Even though you may have transferred your pension into an Australian fund listed by HM Revenue & Customs (HMRC) in the UK, you may now find that the provider was not offering a QROPS that met the necessary standards.
If that’s the case, your transfer from the UK to the Australia QROPS is considered an ‘unauthorised pension withdrawal’ under UK pension rules.
Unauthorised withdrawals are subject to a tax charge starting at 55% of the transfer value of the fund and can also attract other penalties and interest.
Breaking the rules
A common misconception is just because a QROPS appears on the HMRC list of schemes available to accept transfers, the scheme is a QROPS.
The problem is HMRC does not undertake any quality control of schemes applying to go on the list – the responsibility lies with the retirement saver transferring the fund.

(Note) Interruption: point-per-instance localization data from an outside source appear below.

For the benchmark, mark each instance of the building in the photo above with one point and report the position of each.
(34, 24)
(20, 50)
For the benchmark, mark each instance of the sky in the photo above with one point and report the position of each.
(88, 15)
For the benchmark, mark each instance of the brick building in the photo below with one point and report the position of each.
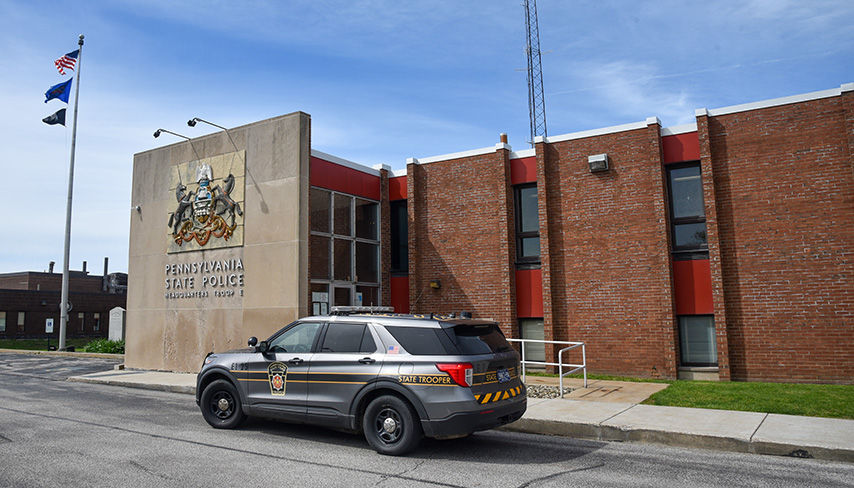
(28, 298)
(723, 248)
(720, 249)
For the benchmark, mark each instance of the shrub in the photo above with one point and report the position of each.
(106, 346)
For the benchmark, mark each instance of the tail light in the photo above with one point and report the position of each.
(461, 373)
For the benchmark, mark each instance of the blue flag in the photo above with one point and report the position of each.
(60, 91)
(57, 118)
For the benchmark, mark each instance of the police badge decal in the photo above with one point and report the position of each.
(209, 211)
(277, 374)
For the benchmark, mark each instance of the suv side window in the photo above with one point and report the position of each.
(343, 337)
(298, 338)
(421, 341)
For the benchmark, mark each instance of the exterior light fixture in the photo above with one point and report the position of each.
(192, 123)
(158, 131)
(598, 163)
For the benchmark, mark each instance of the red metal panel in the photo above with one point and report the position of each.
(529, 293)
(397, 188)
(400, 293)
(523, 170)
(681, 147)
(692, 284)
(333, 176)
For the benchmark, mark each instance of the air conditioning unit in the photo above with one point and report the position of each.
(598, 163)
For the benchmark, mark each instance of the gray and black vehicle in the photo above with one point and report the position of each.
(393, 377)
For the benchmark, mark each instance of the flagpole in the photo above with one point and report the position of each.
(63, 314)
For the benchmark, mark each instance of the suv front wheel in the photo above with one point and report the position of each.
(220, 405)
(391, 426)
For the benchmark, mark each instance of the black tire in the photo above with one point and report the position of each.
(391, 426)
(220, 404)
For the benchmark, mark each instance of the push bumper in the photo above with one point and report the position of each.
(464, 423)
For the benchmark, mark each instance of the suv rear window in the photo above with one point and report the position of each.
(478, 339)
(456, 339)
(422, 341)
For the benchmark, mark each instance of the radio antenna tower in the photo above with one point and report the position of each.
(536, 99)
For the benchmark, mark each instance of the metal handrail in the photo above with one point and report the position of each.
(560, 364)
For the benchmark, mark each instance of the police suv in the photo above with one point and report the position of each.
(393, 377)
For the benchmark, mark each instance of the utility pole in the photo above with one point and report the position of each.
(536, 98)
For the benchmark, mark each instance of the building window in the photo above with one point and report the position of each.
(687, 213)
(527, 225)
(697, 340)
(344, 250)
(399, 237)
(533, 329)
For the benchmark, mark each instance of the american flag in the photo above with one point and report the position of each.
(68, 61)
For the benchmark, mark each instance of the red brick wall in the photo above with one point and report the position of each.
(785, 201)
(458, 233)
(609, 262)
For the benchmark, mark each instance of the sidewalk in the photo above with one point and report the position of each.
(610, 411)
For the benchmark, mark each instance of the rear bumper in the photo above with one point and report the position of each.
(464, 423)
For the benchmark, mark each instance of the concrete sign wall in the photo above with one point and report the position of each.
(218, 251)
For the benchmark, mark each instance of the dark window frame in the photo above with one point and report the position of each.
(399, 250)
(517, 207)
(682, 363)
(681, 252)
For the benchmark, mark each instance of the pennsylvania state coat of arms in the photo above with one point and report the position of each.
(206, 212)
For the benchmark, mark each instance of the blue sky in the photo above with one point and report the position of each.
(382, 80)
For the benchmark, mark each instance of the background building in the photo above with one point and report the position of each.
(29, 298)
(717, 249)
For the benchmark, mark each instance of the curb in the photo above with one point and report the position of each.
(190, 390)
(97, 355)
(578, 430)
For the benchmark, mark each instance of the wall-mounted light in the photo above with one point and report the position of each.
(598, 163)
(158, 131)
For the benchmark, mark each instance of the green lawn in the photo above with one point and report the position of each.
(41, 344)
(786, 398)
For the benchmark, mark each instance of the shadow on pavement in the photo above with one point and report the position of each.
(487, 446)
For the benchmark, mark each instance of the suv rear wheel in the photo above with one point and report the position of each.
(220, 405)
(391, 426)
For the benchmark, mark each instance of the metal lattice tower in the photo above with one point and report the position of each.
(536, 98)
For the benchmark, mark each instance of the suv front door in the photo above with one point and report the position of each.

The firms on the list self-certify that their schemes meet the requirements to become a QROPS.
In June, 1,650 Australia QROPS were banned from accepting further transfers from UK pensions because they were breaking the rules by making payments to pension savers suffering financial hardship who were aged less than 55 years old.
UK pension rules are clear that no payments may be made to anyone under 55 except in exceptional circumstances, such as terminal illness.
Australia QROPS solution?
The good news for retirement savers with Australia QROPS is that only transfers on or after April 6, 2015 are affected by the new rules – money already in a delisted Australia QROPS is safe from a tax charge.
The bad news is few Australian pension schemes can ever requalify as a QROPS because they cannot change their trust deeds to stop pay outs to those under 55 because they will breach Australian pension rules.
The solution applied by the two or three new Australia QROPS listed since June 17, when the majority lost their QROPS status, is to only set up a QROPS for a retirement saver over 55 years old.
This meets both the UK and Australian requirements, but technically cannot pay out to anyone under 55 because the scheme is for a single member.